Two UW–Madison doctoral students with the School of Education’s Department of Educational Leadership and Policy Analysis had their research highlighted in a recent report by Education Week.

Narek Sahakyan, who is also a researcher at WIDA within the Wisconsin Center for Education Research, and Glenn Poole, a project assistant at WIDA, earlier this year published their study titled, “Examining English Learner Testing, Proficiency, and Growth: Before, During, and ‘After’ the COVID-19 Pandemic.”
Education Week looks at this research within the context of post-pandemic education, and how language-proficiency scores are struggling to rise in the aftermath of the pandemic.

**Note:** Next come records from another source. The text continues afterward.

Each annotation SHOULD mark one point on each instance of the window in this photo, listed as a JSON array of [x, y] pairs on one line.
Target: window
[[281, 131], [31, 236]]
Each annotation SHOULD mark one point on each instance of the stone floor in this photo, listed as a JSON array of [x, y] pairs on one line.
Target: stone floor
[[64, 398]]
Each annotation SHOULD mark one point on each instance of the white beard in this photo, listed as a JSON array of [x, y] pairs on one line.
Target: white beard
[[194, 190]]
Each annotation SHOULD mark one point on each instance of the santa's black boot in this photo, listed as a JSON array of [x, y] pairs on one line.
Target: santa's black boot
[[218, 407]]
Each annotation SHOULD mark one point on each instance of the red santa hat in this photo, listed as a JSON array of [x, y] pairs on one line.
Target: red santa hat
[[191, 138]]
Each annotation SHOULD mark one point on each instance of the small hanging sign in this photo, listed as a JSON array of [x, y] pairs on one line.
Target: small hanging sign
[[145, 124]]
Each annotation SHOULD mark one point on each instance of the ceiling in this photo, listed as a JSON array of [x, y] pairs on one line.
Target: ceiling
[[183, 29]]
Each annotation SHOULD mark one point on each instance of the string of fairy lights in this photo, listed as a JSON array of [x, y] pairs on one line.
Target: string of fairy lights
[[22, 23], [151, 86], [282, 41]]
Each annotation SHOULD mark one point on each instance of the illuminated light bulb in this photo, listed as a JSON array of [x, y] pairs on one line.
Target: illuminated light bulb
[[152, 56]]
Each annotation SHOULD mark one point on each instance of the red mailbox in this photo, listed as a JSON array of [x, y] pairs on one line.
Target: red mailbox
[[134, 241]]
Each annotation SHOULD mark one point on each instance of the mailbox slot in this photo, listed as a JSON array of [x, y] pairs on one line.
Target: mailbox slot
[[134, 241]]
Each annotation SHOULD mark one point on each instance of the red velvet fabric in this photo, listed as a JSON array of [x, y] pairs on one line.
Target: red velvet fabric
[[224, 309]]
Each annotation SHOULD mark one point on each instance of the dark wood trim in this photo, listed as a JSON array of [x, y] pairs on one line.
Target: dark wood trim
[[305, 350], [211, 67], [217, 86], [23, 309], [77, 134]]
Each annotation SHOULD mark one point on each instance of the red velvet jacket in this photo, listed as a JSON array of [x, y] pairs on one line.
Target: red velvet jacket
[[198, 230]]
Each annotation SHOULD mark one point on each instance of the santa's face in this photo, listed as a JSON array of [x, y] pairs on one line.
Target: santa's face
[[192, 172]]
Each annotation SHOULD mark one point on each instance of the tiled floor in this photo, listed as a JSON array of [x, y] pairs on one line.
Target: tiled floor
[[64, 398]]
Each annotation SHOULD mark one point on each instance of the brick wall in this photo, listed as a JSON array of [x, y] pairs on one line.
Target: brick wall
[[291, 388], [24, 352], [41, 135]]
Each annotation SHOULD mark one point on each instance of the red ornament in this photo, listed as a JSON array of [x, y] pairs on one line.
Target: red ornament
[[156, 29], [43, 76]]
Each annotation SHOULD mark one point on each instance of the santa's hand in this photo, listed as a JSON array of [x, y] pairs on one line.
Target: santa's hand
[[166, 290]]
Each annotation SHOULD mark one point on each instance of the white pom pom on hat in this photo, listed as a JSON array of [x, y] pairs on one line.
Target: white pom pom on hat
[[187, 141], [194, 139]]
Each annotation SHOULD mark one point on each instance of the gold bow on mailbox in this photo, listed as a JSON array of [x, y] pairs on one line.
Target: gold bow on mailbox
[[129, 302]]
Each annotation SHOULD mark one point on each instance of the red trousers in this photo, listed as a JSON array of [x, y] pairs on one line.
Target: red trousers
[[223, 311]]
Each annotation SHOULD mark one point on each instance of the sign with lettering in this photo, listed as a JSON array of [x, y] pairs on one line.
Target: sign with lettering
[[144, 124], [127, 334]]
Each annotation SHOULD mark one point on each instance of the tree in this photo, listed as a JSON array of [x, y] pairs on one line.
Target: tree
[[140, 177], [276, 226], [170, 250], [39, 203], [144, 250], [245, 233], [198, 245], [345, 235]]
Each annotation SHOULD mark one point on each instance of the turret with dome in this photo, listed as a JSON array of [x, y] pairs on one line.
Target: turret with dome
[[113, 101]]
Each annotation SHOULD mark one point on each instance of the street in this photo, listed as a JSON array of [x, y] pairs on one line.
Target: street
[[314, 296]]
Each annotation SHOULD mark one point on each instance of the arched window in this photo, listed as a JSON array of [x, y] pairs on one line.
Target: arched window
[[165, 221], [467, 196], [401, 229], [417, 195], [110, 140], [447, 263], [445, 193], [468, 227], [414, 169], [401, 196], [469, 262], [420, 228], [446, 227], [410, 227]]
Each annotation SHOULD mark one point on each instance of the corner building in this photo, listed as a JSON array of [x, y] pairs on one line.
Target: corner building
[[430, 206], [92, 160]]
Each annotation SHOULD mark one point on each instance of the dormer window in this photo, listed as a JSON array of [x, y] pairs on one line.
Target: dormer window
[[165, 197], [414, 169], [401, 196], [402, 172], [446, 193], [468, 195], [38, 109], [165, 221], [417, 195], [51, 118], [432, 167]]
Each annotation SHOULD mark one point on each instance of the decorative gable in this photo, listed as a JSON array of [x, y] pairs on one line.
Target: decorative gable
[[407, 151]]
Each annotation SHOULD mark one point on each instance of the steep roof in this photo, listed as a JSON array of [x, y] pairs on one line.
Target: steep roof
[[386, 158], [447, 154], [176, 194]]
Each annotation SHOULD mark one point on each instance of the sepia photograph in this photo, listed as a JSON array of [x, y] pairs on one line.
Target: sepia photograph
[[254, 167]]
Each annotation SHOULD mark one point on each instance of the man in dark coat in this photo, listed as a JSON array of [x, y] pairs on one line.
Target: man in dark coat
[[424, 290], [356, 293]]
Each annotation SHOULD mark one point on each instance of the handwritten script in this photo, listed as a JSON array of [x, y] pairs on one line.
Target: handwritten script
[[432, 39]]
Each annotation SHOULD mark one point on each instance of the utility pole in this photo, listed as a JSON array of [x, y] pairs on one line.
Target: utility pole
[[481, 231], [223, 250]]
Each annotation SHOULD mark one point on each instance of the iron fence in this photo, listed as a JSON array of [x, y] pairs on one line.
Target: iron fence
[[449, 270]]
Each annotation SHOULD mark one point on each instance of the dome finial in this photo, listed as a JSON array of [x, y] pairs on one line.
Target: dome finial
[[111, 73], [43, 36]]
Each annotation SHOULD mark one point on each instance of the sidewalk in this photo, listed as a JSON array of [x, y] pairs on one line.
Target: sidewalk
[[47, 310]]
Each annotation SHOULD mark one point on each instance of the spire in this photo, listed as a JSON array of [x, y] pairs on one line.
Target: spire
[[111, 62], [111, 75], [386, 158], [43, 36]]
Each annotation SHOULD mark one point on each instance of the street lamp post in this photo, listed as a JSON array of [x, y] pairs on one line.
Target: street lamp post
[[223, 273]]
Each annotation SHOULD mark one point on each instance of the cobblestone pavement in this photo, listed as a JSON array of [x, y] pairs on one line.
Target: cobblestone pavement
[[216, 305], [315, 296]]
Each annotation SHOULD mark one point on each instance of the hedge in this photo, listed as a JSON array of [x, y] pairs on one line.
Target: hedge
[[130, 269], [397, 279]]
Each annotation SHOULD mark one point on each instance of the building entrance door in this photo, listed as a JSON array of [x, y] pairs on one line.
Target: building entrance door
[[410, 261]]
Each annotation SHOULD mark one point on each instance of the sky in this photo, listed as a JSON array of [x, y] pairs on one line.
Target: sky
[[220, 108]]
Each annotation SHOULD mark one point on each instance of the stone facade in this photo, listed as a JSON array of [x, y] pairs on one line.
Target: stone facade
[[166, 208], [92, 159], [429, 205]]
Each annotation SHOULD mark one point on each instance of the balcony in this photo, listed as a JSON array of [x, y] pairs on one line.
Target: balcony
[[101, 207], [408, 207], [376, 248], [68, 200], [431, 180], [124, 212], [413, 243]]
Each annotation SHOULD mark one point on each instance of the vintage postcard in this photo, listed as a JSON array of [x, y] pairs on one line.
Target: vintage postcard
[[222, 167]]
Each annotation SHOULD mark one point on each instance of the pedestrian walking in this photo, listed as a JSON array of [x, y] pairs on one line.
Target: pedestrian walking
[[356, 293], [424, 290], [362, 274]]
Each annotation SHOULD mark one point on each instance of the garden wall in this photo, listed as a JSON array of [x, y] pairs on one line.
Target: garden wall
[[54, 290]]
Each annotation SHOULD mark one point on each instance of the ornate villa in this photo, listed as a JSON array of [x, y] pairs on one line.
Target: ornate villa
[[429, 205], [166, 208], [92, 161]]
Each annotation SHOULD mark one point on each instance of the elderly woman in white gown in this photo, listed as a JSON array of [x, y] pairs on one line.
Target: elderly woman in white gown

“Some people may think that the pandemic is done,” Sahakyan tells Education Week. “But the impact that it has had nationally on the educational system, and specifically on the most vulnerable groups and how they are serviced, funded, and resourced — that is definitely still reverberating throughout the educational system.”

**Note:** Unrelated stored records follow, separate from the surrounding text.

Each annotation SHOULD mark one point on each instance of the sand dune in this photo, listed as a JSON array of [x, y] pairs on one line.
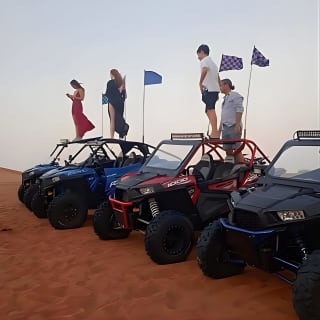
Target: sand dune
[[71, 274]]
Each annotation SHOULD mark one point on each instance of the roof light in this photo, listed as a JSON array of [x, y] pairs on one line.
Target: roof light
[[177, 136], [308, 134], [291, 215]]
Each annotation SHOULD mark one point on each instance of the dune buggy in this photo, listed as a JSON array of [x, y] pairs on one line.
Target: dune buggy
[[66, 194], [30, 177], [183, 186], [274, 226]]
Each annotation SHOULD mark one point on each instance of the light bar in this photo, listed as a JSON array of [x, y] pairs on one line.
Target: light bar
[[308, 134], [177, 136]]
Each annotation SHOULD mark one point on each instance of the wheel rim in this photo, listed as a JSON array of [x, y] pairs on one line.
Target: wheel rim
[[69, 214], [174, 241]]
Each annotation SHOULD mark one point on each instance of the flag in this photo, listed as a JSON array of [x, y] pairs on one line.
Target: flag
[[230, 63], [104, 99], [258, 58], [151, 77]]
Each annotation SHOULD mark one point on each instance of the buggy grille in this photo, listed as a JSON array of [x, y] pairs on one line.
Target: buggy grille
[[247, 220]]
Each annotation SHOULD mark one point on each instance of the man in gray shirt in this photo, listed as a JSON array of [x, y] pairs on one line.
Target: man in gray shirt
[[209, 87], [231, 115]]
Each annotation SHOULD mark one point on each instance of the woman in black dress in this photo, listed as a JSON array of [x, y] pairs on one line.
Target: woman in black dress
[[116, 94]]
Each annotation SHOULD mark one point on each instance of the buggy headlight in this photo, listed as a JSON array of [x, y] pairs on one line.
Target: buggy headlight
[[291, 215], [146, 190]]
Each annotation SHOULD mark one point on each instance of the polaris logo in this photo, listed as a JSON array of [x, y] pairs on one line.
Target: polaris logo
[[178, 182]]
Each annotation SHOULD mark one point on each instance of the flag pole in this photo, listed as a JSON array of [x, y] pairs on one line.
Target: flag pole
[[144, 89], [246, 111], [102, 117]]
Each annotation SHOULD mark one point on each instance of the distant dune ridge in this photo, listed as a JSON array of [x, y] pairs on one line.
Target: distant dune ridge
[[71, 274]]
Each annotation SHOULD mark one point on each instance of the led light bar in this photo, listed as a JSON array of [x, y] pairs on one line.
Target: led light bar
[[308, 134], [177, 136]]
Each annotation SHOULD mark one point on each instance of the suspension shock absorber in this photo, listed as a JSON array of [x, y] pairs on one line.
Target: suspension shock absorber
[[154, 208], [303, 248]]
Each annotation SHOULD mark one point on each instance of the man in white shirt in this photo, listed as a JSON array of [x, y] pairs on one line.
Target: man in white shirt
[[209, 86]]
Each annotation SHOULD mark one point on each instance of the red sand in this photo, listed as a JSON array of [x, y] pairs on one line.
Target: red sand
[[71, 274]]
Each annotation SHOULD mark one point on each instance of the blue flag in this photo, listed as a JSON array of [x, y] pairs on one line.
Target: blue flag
[[258, 58], [104, 99], [230, 63], [151, 77]]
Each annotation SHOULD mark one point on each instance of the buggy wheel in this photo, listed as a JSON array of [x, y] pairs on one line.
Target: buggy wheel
[[21, 192], [306, 288], [67, 211], [212, 254], [38, 206], [104, 223], [29, 193], [169, 237]]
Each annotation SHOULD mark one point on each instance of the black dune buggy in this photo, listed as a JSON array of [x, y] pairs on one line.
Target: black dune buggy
[[274, 226], [30, 177], [66, 194], [183, 186]]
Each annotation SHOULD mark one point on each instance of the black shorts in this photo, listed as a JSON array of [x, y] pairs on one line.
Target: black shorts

The report was published to show the impact of the pandemic on multilingual learners’ overall English proficiency and language development. Sahakyan and Poole find that “for students tested ‘during COVID-19,’ overall composite scores were lower than in the two years prior to the start of the pandemic.”

They continue: “The largest declines ‘during COVID-19’ were in productive skills (speaking and writing) for early elementary school students, and in oral skills (speaking and listening) for elementary and late elementary school students. Average growth in the writing domain, meanwhile, has increased at all grade levels and even exceeded pre-pandemic growth for middle and high school students, though average writing scale scores still lag somewhat behind pre-pandemic averages.”
In Education Week, Sahakyan states, “doing similar analyses, and then comparing to the national trends, in my opinion, is going to be very informative, both at the state and the district levels for policymakers, and for administrators to understand where they stand.”
Poole adds: “We know that multilingual learners already had to overcome many barriers in terms of access to course content and opportunities to learn, so this study isn’t just about how scores went down in a particular year — we have to think about the long-term consequences of what these declines will mean. Will these students be able to complete the coursework they need to graduate?”
For upcoming research on the topic, Sahakyan’s dissertation research will focus on examining English learner disparities in educational outcomes and assessing the impact of the COVID-19 pandemic on these disparities. Poole’s dissertation investigates the impact of teacher turnover on opportunity gaps for English learners.